Dans un Mexique apocalyptique, une jeune fille prénommée Huck aide son père à maintenir en état un terrain de base-ball abandonné. Pour la protéger – particulièrement quand des groupes de narcotrafiquants s’y réunissent –, ce dernier lui fait porter un masque et l’habille comme un garçon afin de cacher sa féminité. En effet, dans ce coin perdu et soumis à la violence, les femmes sont régulièrement enlevées. Au cœur de ce paysage désolé et poussiéreux, Huck reste une enfant qui joue à la guerre avec ses compagnons d’infortune, une bande de gamins comme elle livrés à eux-mêmes. Un soir, son père est appelé pour jouer avec son orchestre dans une fête organisée dans le désert par un baron de la drogue. Il n’a d’autre choix que d’amener sa fille avec lui... 

Quelque part entre Mad MaxPeter Pan et Les aventures de Huckleberry Finn – auquel le prénom Huck fait référence –, Cómprame un revólver est une fable cruelle et sombre sur l’enfance. Si Julio Hernández Cordón privilégie l’imaginaire des contes et les fulgurances oniriques, il n’en parle pas moins du Mexique. Son film est-il une dystopie ? Ou n’est-il qu’une vision exacerbée de la situation actuelle ? Toujours est-il qu’à travers une histoire baignée de symboles, le cinéaste livre un portrait glaçant de la réalité mexicaine, un pays où la drogue fait sa loi et dans lequel on peut disparaître du jour au lendemain. Mais il sait aussi illuminer son récit de la puissance d’un regard enfantin et de l’amour indéfectible qui unit un père à sa fille, et réciproquement.


La petite histoire

 Cómprame un Revólver est né de l’idée de faire un film-hommage à ce qui a nourri l'imagination de Julio Hernández Cordón quand il était enfant : Huckleberry Finn, Mad Max, Sa majesté des mouches, le baseball, Peter Pan, les paysages de désolation et les films de criminels. Le metteur en scène explique : 
"
À l’origine, je pensais à une adaptation d’Huckleberry Finn, située dans un futur apocalyptique aux décors minimalistes. Et puis quelqu’un m’a suggéré que le personnage central soit une petite fille. J’ai pensé à mes filles, et j’ai voulu leur écrire une histoire, la lettre d’un père qui se sait imparfait mais empli d’un amour profond pour elles. Et le seul héritage qu’il peut leur offrir, est celui de la survie. Cómprame un Revólver est une histoire d’amour, de paternité dans un espace sans règle. Le royaume de la loi du plus fort, où rien n’a d’importance si ce n’est tromper la mort. Cette histoire parle de ce Mexique conflictuel et sauvage, où les institutions sont invisibles et où la vie des gens dépend de l’humeur des criminels. La forme du film repose sur l’improvisation, du tournage jusqu’aux dialogues. Il n’y a pas eu de répétition et la plupart des acteurs ne sont pas des professionnels."

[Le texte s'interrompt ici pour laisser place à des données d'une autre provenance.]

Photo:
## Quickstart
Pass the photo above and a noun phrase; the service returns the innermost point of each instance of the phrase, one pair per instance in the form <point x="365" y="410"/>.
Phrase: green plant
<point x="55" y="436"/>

Pour Julio Hernández Cordón, Cómprame un Revólver c’est le Mexique, où les violences faites aux femmes et aux jeunes sont inouïes. Une violence qui n’est pas motivée par des fins politiques, mais économiques. Le réalisateur précise : "Cela a pour conséquence que nous tous, qui vivons au Mexique, sommes dans une fragilité permanente. C’est une guerre dont le motif est l’appât du gain. Le film est une histoire sur ce que signifie être fragile et comment les actes de survie, s’apparentent à des instincts animaux. Je ne sais pas si c’est une fable. Peut-être."